Vice Chairman of NANTA, Eastern Zone, Hope Ehiogie, disclosed this during a news briefing in Port Harcourt.

Ehiogie explained that the event aims to bring together over 1,000 travel professionals to discuss the future of the industry in the nation and give visibility to airlines, hospitality firms, hospitals and institutions in the South-South and South-East, tagged Eastern Zone.

He stated that the 17 million number marks a significant increase in overseas travel and tours.

According to him, “Nigerian travel industry has seen significant growth, with 17 million people traveling out of the country in 2023”.

Ehiogie further said the potential of tourism and travel would bring in over $12 million into the nation’s economy by 2026, saying it would be a major spike in the sector, as 2024 recorded about $4 million.

“The potential of tourism and travel is that it can generate about $12 million for the nation’s economy by 2026. Last year it was $4 million.

“In the area of travels, over 17 million Nigerians traveled out of the country two years ago for different purposes.
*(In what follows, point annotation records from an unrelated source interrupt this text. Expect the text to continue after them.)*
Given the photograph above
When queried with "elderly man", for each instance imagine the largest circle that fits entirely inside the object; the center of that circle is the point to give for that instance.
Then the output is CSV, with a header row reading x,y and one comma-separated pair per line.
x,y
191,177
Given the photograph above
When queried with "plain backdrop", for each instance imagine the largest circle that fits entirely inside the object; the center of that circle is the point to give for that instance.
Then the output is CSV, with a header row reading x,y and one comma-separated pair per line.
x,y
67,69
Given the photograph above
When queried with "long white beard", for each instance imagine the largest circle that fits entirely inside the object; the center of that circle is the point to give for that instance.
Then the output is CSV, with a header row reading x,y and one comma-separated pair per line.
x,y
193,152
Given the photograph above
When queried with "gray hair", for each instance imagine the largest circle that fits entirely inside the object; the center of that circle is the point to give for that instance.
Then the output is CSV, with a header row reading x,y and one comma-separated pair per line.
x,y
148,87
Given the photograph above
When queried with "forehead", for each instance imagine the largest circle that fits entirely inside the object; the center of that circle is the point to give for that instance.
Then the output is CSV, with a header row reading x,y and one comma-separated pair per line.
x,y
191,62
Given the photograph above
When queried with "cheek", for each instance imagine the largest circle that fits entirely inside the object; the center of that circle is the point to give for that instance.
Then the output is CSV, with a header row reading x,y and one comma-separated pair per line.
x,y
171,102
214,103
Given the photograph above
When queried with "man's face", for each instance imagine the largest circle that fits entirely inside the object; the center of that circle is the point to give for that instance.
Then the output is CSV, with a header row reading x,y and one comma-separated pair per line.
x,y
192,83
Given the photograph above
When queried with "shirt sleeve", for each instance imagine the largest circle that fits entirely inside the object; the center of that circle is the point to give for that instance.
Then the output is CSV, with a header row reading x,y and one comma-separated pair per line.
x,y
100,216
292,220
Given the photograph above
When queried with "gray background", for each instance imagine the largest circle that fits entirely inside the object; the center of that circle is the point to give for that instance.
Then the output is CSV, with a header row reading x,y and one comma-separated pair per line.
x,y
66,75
This included, health, religious purposes, visit, education and others,” Ehiogie said.

While highlighting the potential of Nigeria’s tourism, he said the hospitality industry in Nigeria has come of age, saying it is now second to none.

The Vice Chairman of NANTA, Eastern Zone further said, “We are not creating an enabling environment for business to thrive. We need to support the industry and provide the necessary infrastructure for growth.”

He said the country has a lot of tourism potential, especially as the government is now showing interest in and supporting the sector.

Ehiogie emphasized that NANTA has been working to support the industry with initiatives such as training schools and platforms for airlines and hotels to sell their products.

He added, “We now have about four to five training schools in the region, and within two years, the first set of students will graduate. We are helping airlines sell tickets and hotels sell their rooms.”

Also speaking, former Chairman of the Board of Trustees of NANTA, Stephen Isokariari of Dial Travels, called for more support from the industry.

Isokariari stated, “We need to work together to grow the industry and contribute to the nation’s Gross Domestic Product.

“With the right support and infrastructure, the Nigerian travel industry has the potential to make a significant contribution to the nation’s economy.”